Perhaps the granddaddy of all the Wikipedia debates is the question of which information deserves to be included, and which doesn’t. So-called Inclusionists believe that because Wikipedia is not bound by the same physical limits as a paper encyclopedia, it shouldn’t have the same conceptual limits either. If there’s room for an article on unreleased Kylie Minogue singles -- and a group of people who might find it useful -- why not include it?
Deletionists, meanwhile, believe that because not all articles are created equal, judicious pruning increases the overall quality of Wikipedia’s information and strengthens its reputation. An encyclopedia, they say, is not just a dumping ground for facts.
Lih and other veteran Wikipedians, including Geoff Burling, a contributor since 2002 and author of the Wikipedia blog Original Research, see a generation gap among editors as partially responsible for the recent rise of Deletionism.
“I think this is more of a conflict between the Wikipedians who have been part of the project for some time,” Burling wrote in an e-mail, “versus a group that has not been part of the project as long.” Most members of the old guard, he explained, had at one point or another helped delete articles that they later realized should have been kept.

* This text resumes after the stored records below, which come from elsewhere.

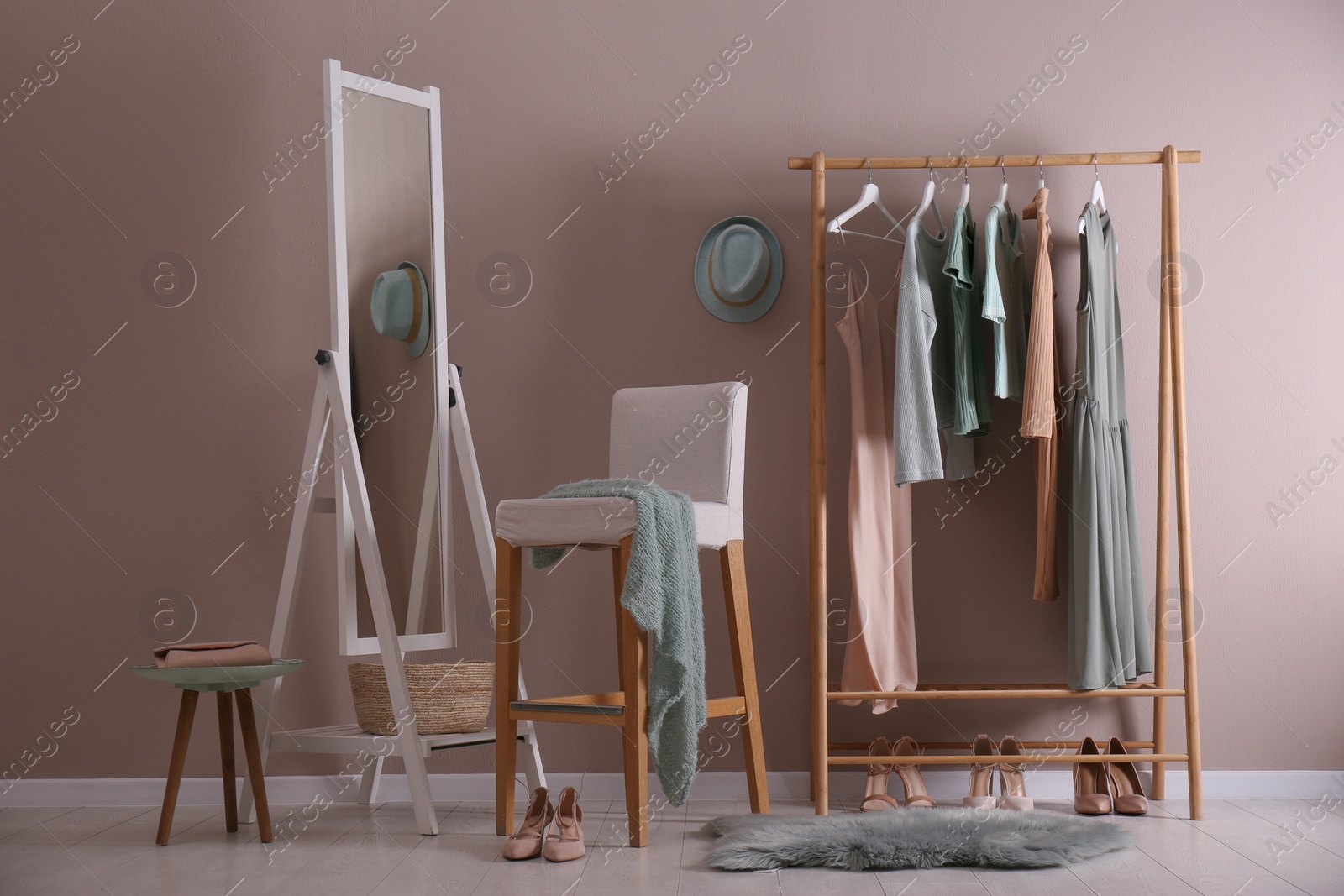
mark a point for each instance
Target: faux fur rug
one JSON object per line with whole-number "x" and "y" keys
{"x": 911, "y": 839}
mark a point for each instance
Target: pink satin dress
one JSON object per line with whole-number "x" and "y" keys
{"x": 880, "y": 642}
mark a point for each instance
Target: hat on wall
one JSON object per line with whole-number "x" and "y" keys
{"x": 400, "y": 307}
{"x": 738, "y": 269}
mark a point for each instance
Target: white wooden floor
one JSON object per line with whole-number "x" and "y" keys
{"x": 356, "y": 851}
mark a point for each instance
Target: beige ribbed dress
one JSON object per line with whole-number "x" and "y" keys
{"x": 880, "y": 645}
{"x": 1039, "y": 419}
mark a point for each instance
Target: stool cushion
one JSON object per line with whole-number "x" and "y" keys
{"x": 600, "y": 523}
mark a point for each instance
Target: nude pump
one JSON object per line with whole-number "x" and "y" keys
{"x": 526, "y": 842}
{"x": 1092, "y": 790}
{"x": 1126, "y": 792}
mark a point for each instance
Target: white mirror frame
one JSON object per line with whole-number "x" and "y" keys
{"x": 335, "y": 81}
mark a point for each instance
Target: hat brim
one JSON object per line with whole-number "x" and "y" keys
{"x": 738, "y": 313}
{"x": 421, "y": 342}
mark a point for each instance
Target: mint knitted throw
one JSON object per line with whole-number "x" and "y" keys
{"x": 663, "y": 594}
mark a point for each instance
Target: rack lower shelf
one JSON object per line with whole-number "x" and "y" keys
{"x": 1027, "y": 759}
{"x": 1007, "y": 691}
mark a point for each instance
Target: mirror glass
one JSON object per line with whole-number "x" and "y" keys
{"x": 390, "y": 221}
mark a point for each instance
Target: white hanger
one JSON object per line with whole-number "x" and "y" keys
{"x": 1099, "y": 197}
{"x": 869, "y": 196}
{"x": 931, "y": 188}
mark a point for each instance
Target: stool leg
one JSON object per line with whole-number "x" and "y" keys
{"x": 186, "y": 712}
{"x": 508, "y": 629}
{"x": 248, "y": 723}
{"x": 743, "y": 671}
{"x": 635, "y": 678}
{"x": 618, "y": 562}
{"x": 226, "y": 758}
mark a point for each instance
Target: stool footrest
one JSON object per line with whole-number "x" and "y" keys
{"x": 554, "y": 705}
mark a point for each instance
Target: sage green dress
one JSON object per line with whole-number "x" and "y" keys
{"x": 1108, "y": 616}
{"x": 971, "y": 390}
{"x": 1007, "y": 301}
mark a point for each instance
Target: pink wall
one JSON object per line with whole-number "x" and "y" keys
{"x": 158, "y": 129}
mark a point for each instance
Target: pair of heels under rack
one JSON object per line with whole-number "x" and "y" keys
{"x": 1012, "y": 786}
{"x": 564, "y": 844}
{"x": 1102, "y": 788}
{"x": 875, "y": 790}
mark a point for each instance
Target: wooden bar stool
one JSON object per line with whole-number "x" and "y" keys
{"x": 230, "y": 684}
{"x": 685, "y": 438}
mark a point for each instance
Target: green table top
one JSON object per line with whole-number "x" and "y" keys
{"x": 218, "y": 678}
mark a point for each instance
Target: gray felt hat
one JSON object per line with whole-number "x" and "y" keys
{"x": 400, "y": 307}
{"x": 738, "y": 269}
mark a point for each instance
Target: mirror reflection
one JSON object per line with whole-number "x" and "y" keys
{"x": 391, "y": 342}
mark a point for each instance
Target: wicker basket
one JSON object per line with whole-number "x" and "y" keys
{"x": 448, "y": 698}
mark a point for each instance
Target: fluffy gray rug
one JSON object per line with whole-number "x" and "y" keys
{"x": 911, "y": 839}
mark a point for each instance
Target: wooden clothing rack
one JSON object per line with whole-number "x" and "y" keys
{"x": 1171, "y": 443}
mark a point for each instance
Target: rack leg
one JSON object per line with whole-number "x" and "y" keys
{"x": 1164, "y": 488}
{"x": 1183, "y": 526}
{"x": 508, "y": 609}
{"x": 817, "y": 488}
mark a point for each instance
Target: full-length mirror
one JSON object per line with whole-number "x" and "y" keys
{"x": 387, "y": 308}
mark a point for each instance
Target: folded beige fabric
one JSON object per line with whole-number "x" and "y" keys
{"x": 214, "y": 653}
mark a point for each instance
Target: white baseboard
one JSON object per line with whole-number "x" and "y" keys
{"x": 944, "y": 785}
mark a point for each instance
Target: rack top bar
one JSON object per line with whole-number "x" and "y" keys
{"x": 994, "y": 161}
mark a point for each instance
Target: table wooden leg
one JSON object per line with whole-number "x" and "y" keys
{"x": 179, "y": 758}
{"x": 255, "y": 772}
{"x": 226, "y": 758}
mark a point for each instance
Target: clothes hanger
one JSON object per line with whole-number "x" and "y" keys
{"x": 1038, "y": 202}
{"x": 1099, "y": 197}
{"x": 869, "y": 196}
{"x": 929, "y": 201}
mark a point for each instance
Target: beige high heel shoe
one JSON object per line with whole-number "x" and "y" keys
{"x": 1128, "y": 793}
{"x": 917, "y": 794}
{"x": 1092, "y": 793}
{"x": 566, "y": 841}
{"x": 528, "y": 841}
{"x": 1012, "y": 786}
{"x": 875, "y": 788}
{"x": 981, "y": 775}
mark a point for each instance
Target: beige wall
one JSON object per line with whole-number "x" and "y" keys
{"x": 161, "y": 461}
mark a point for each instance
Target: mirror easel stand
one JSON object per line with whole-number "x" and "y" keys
{"x": 329, "y": 409}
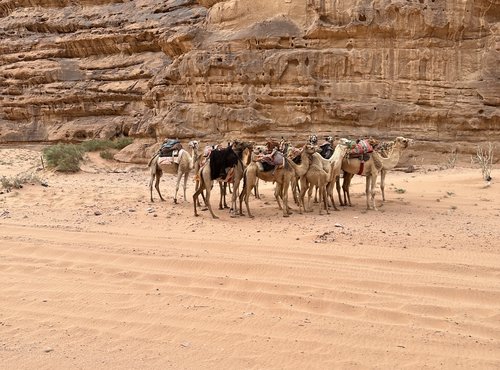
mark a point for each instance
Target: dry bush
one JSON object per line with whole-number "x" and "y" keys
{"x": 484, "y": 157}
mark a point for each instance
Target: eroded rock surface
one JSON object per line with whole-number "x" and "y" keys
{"x": 213, "y": 70}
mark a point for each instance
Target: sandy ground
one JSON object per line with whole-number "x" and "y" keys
{"x": 93, "y": 275}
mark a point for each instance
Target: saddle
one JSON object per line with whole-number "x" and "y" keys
{"x": 170, "y": 148}
{"x": 272, "y": 161}
{"x": 326, "y": 150}
{"x": 360, "y": 149}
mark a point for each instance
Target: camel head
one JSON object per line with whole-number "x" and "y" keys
{"x": 193, "y": 144}
{"x": 402, "y": 142}
{"x": 313, "y": 139}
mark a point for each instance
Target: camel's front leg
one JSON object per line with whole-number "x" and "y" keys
{"x": 382, "y": 183}
{"x": 186, "y": 175}
{"x": 372, "y": 191}
{"x": 277, "y": 196}
{"x": 179, "y": 175}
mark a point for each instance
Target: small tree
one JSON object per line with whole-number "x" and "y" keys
{"x": 484, "y": 157}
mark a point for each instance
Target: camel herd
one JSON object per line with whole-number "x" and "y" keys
{"x": 241, "y": 164}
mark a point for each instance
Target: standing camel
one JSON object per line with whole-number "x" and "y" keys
{"x": 387, "y": 152}
{"x": 185, "y": 164}
{"x": 370, "y": 169}
{"x": 280, "y": 175}
{"x": 216, "y": 167}
{"x": 322, "y": 174}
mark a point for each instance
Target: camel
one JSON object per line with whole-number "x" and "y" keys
{"x": 185, "y": 164}
{"x": 243, "y": 151}
{"x": 281, "y": 176}
{"x": 215, "y": 168}
{"x": 301, "y": 169}
{"x": 386, "y": 151}
{"x": 371, "y": 169}
{"x": 322, "y": 174}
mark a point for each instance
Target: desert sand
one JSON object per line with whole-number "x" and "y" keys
{"x": 94, "y": 275}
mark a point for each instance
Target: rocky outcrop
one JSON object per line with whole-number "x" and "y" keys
{"x": 426, "y": 69}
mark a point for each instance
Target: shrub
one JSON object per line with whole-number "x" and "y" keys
{"x": 106, "y": 154}
{"x": 484, "y": 157}
{"x": 63, "y": 157}
{"x": 67, "y": 157}
{"x": 17, "y": 182}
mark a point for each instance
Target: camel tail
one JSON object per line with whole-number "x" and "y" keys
{"x": 244, "y": 178}
{"x": 152, "y": 159}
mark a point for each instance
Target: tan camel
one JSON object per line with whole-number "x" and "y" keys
{"x": 322, "y": 174}
{"x": 186, "y": 163}
{"x": 301, "y": 169}
{"x": 281, "y": 176}
{"x": 386, "y": 151}
{"x": 371, "y": 169}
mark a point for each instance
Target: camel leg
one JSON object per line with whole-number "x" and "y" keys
{"x": 236, "y": 191}
{"x": 157, "y": 183}
{"x": 248, "y": 184}
{"x": 325, "y": 199}
{"x": 337, "y": 186}
{"x": 345, "y": 187}
{"x": 151, "y": 180}
{"x": 222, "y": 189}
{"x": 303, "y": 189}
{"x": 199, "y": 190}
{"x": 372, "y": 191}
{"x": 277, "y": 197}
{"x": 368, "y": 191}
{"x": 382, "y": 183}
{"x": 284, "y": 196}
{"x": 179, "y": 175}
{"x": 329, "y": 192}
{"x": 309, "y": 197}
{"x": 256, "y": 189}
{"x": 207, "y": 200}
{"x": 185, "y": 185}
{"x": 278, "y": 192}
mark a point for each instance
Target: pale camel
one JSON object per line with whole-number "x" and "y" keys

“The newer members haven’t made mistakes like this enough times to understand that caution is a virtue.”
At the heart of the include-exclude issue is the idea of notability, which a Wikipedia policy page defines as “worthy of notice.” The problem is that deciding what counts as notable -- and who gets to decide it -- is a hopelessly slippery pursuit. We can probably all agree that the Mona Lisa, the Great Pyramids and the Pacific Ocean are notable. But what about my pet shop? It’s notable to me and the people in my neighborhood, and everyone who’s bought a dog or a snake there. Isn’t that enough?
Or if you don’t like that example, how about YouTube’s Chris Crocker, of “Leave Britney Alone” fame. An article on him was posted in July and deleted within days. Then a second version was created Sept. 12. That version was also nominated for deletion, but this time, a consensus failed to emerge. Crocker just wasn’t non-notable enough anymore.
Wikirage, a new site that lists the most heavily edited recent articles, reads like a What’s What of popular culture. The site’s top article last week was “Blue Harvest,” an exhaustively detailed entry on the sixth-season premiere of “Family Guy.” Also receiving a lot of attention were “Halo 3” (No. 2), “Gimme More” (No. 5), and “Heroes” (No. 8). An article on the nation “Chad” came in third, but only because it had been featured on Wikipedia’s home page. (A Wikipedia article about “Wikirage” has been created twice, and deleted both times, said Craig Wood, the site’s creator.)
And though “Blue Harvest” raised no Deletionist hackles, articles currently on the chopping block are an entry on “Florizel,” a character from Shakespeare’s “The Winter’s Tale”; an article called “Charon in popular culture,” which lists dozens of appearances of the grim ferryman in recent books and movies; and even a long and thorough entry on “the Peninsula Outlook,” an award-winning high-school newspaper out of Gig Harbor, Wash., that a bunch of kids clearly worked on really hard.
To be fair, Wikipedia administrators do rid the site of truckloads of needless guff. People are constantly posting articles about their best friends, their quirky theories, their local pet stores, their short films -- most of which stand little chance of being read, except by accident.
But if even a small number of useful articles are being deleted in the name of keeping Wikipedia clean, isn’t that like allowing a few innocent men to hang in favor of a lower crime rate?
“Wikipedia’s community has become so rushed, so immediatist, that it is not willing to allow embryonic articles even a tiny modicum of time to incubate,” wrote an admin named Kelly Martin of the Mzoli’s situation.
Ultimately, Mzoli’s was spared. But not until a gaggle of editors worked on expanding it from an afterthought to a more substantial portrait. Though it’s still just a description of an African barbecue place, it’s difficult to see how the world would be better off without it.